DEFINITION 1.1. Empowerment. – The process by which individuals and groups act to gain control over their lives and thus gain greater control over decisions and actions affecting their health in the context of changing social and political environments. Self-esteem is thus strengthened, critical thinking, decision-making and action capacity are promoted. Even people with few abilities or in precarious situations are considered to have strengths and resources. This process cannot be produced, only fostered.

It was at this very moment that the cornerstones were laid for a new type of exchange based on informal and formal practices between patients. The organizational model that emerged from this was to be extended to other groups, such as drug users in the 1950s and people living with HIV in the 1980s. This phenomenon was then transposed into self-help and self-empowerment movements of user groups in several other addiction pathologies (for example, alcohol in 1935, drugs in 1953, eating disorders or compulsive gambling behavior). This type of interaction, based on mutual aid, information sharing between patients, peer training and developing a global approach to the individual, has gradually challenged and then upset the pyramid of medical knowledge and power alone as a source of healing and disease management. It has also made it possible to meet patients at the very site of their addictions.

The organization of this movement has been formalized according to already operational models, such as those of learned societies or large charitable organizations. This movement thus took this form while, paradoxically, throughout the 20th century, medicine became institutionalized, raising health as a primary value in society in large part thanks to technological discoveries that supported the medical approach, affirming technicality as the spearhead of modern medicine. This institutionalization is accompanied by the displacement of knowledge and care practice from the family sphere to the group and societal spheres, a process which, amplified by societal transformations, sees the development of women’s work taking them away from the family sphere. In this redistribution of knowledge, roles and powers, resorting to a “family doctor” and hospital services will become the norm, giving doctors and the medical institution the possibility of seeing themselves higher in the hierarchy because they are able to defy pain and death (Foucault 1963).

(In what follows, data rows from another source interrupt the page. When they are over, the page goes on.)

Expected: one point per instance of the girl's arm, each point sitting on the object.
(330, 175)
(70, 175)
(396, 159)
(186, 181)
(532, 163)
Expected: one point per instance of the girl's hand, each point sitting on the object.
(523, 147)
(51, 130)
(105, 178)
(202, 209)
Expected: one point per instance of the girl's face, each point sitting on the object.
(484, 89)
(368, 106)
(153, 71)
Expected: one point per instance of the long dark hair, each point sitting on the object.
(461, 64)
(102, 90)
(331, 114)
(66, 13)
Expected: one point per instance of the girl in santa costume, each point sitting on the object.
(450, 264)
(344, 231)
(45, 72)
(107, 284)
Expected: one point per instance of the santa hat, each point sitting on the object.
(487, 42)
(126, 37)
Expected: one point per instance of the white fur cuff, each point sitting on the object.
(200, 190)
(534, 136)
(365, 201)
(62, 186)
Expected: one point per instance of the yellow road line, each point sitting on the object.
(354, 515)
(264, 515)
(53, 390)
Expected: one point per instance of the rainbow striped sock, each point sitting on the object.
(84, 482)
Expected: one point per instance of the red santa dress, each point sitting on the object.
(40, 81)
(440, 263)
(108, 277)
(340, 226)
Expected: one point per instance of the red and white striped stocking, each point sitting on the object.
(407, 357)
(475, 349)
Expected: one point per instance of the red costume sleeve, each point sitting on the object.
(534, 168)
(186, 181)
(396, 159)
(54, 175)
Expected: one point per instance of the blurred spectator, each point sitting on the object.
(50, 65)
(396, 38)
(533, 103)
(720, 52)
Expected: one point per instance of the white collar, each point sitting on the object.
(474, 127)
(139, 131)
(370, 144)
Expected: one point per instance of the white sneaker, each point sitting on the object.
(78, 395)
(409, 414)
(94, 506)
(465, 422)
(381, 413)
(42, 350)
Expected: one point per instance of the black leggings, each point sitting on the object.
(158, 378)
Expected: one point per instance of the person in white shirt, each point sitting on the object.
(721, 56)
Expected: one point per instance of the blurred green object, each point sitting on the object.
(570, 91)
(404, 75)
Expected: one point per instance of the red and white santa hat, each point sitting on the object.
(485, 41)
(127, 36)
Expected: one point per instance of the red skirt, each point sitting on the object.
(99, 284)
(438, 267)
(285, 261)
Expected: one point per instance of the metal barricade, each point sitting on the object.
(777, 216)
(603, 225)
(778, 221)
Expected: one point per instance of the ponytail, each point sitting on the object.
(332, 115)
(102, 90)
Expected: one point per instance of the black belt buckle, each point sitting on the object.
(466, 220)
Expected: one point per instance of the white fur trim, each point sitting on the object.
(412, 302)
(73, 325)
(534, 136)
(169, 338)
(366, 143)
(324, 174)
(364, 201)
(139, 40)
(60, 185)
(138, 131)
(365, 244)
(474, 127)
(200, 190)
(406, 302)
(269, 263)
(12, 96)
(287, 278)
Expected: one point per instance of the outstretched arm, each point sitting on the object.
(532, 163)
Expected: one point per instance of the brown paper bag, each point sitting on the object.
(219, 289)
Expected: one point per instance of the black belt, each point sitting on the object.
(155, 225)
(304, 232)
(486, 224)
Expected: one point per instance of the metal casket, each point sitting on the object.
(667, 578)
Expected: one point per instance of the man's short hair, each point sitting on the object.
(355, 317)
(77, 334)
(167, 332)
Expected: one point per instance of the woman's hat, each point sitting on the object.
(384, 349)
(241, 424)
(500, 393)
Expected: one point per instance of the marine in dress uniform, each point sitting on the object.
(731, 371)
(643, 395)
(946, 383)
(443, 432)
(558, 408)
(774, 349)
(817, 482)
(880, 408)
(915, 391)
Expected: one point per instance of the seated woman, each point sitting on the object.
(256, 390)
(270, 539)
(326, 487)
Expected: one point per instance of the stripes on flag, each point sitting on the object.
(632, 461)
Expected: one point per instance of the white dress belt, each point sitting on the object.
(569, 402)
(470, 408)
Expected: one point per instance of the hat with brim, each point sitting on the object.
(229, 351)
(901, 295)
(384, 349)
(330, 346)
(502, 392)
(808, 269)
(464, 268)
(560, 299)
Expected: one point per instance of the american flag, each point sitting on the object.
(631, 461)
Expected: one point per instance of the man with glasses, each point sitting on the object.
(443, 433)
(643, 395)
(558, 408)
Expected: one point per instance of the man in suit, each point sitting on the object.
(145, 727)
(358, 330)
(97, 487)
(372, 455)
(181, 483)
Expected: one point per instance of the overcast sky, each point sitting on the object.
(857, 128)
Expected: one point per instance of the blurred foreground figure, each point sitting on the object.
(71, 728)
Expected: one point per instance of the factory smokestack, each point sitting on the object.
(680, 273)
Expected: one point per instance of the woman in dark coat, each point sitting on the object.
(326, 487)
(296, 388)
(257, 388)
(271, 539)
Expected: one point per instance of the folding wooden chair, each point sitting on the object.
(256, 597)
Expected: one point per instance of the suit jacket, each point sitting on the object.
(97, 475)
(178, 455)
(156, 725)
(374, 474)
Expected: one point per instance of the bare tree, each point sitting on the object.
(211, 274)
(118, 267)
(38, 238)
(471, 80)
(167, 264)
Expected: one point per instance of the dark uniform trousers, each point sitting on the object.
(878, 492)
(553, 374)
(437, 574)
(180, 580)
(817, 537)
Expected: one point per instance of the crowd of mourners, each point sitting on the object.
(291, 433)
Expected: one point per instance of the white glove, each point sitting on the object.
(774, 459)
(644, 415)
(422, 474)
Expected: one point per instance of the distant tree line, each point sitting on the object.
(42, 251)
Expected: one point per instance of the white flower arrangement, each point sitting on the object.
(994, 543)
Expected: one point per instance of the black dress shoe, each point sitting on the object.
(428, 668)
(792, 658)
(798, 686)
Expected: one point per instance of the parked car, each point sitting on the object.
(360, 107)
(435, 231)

In this process at work, the women, ancestral holders of a “care-taking” inherited from one family member to another, used to practice bona famae (reputable) remedies, occasionally calling on outside practitioners (binders, healers, etc.) to intervene most often in the final stages of the disease during which the prognosis proved fatal and these forms of knowledge were lost. To conclude on the elements leading to a shift in the distribution of care knowledge, it is necessary to highlight: (1) the death of family members in specialized institutions, first in the hospital where the majority of elderly people died during the 20th century, then to dedicated institutions when signs of old age appeared; (2) the appearance of social protection systems – driven by the economic development of our societies – which, although different from one country to another, provide social added value replacing support cells at the family level.

Economic developments also penetrate the world of healthcare, as the pharmaceutical industry developed and grew throughout the century to become part of the international healthcare system by developing global pharmaceutical trusts whose missions are research and marketing of medicines.

In reaction to this medicine, which is carried and dominated by techniques and technologies, both in the care and in the organization of care, a movement of humanization emerges as a compensation of the dominant medical model with the appearance of listening and accompaniment techniques during the 1970s.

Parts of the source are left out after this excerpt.